Mavrix didn’t alert LiveJournal to the alleged copyright infringement before filing suit, according to the court papers.
A trial judge dismissed the case on the grounds that the Digital Millennium Copyright Act’s “safe harbors” protect sites from copyright infringement liability based on users’ posts. Those safe harbors broadly say that tech platforms are immune from copyright liability based on material posted by users (or at their direction), provided that the platforms remove infringing material after receiving complaints.
But a three-judge panel of the 9th Circuit revived the lawsuit, holding that LiveJournal’s use of moderators to pre-screen material submitted by users creates a factual dispute about whether the photos were actually posted at the direction of users.
LiveJournal recently asked for a new hearing in front of at least 11 of the 9th Circuit’s 29 judges; a coalition of digital rights group filed a friend-of-the-court brief backing that request.
Last week, Google, Facebook and other Silicon Valley companies filed their own friend-of-the-court brief, also backing LiveJournal.

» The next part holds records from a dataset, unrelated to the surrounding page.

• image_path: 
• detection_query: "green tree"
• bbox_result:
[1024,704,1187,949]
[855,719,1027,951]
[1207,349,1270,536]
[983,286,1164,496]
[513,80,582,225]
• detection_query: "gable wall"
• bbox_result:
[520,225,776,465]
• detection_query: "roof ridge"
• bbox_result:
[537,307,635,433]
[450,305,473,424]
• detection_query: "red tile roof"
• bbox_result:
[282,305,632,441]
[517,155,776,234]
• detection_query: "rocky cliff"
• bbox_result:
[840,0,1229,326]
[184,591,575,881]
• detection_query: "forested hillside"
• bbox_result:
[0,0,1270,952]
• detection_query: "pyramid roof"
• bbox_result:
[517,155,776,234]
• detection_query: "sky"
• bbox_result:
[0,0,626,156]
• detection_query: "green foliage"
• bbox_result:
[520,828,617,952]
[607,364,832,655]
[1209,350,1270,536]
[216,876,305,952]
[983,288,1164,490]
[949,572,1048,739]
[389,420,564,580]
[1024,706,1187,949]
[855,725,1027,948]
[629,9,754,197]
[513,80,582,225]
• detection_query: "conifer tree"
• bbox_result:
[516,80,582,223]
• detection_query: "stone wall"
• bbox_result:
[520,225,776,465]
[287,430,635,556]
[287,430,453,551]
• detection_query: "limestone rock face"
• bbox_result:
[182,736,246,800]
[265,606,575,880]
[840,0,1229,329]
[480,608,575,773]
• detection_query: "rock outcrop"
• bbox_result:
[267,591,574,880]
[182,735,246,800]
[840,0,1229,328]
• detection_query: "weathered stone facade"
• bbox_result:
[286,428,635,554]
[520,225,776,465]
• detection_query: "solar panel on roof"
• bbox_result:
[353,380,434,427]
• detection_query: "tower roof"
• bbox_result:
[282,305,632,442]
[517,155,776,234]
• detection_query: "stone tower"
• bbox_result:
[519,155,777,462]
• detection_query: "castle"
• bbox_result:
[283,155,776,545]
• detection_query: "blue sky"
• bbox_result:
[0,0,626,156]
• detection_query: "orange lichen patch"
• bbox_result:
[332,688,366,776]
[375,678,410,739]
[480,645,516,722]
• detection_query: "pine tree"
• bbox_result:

The tech companies argue that appellate judge’s ruling could discourage companies from pre-screening users’ posts — to the detriment of users and copyright holders.
“The panel’s decision threatens to expose online services to a possible loss of DMCA protection simply because they make efforts to screen content that users submit for posting,” the companies write. “If the panel intended that result, its decision is profoundly mistaken, and it will harm not just service providers and their users, but copyright owners as well.”
They add that companies have good reasons to use screen content before allowing it to go live. “Prescreening can help ensure that what appears on a given site is relevant to the site’s purpose, consistent with its quality standards, and not illegal,” they write. “It benefits users by keeping good content from being drowned out by pornography, graphic violence, and a wide range of other undesirable material, from gibberish spam, to online bullying and disinformation, to hateful terrorist propaganda.”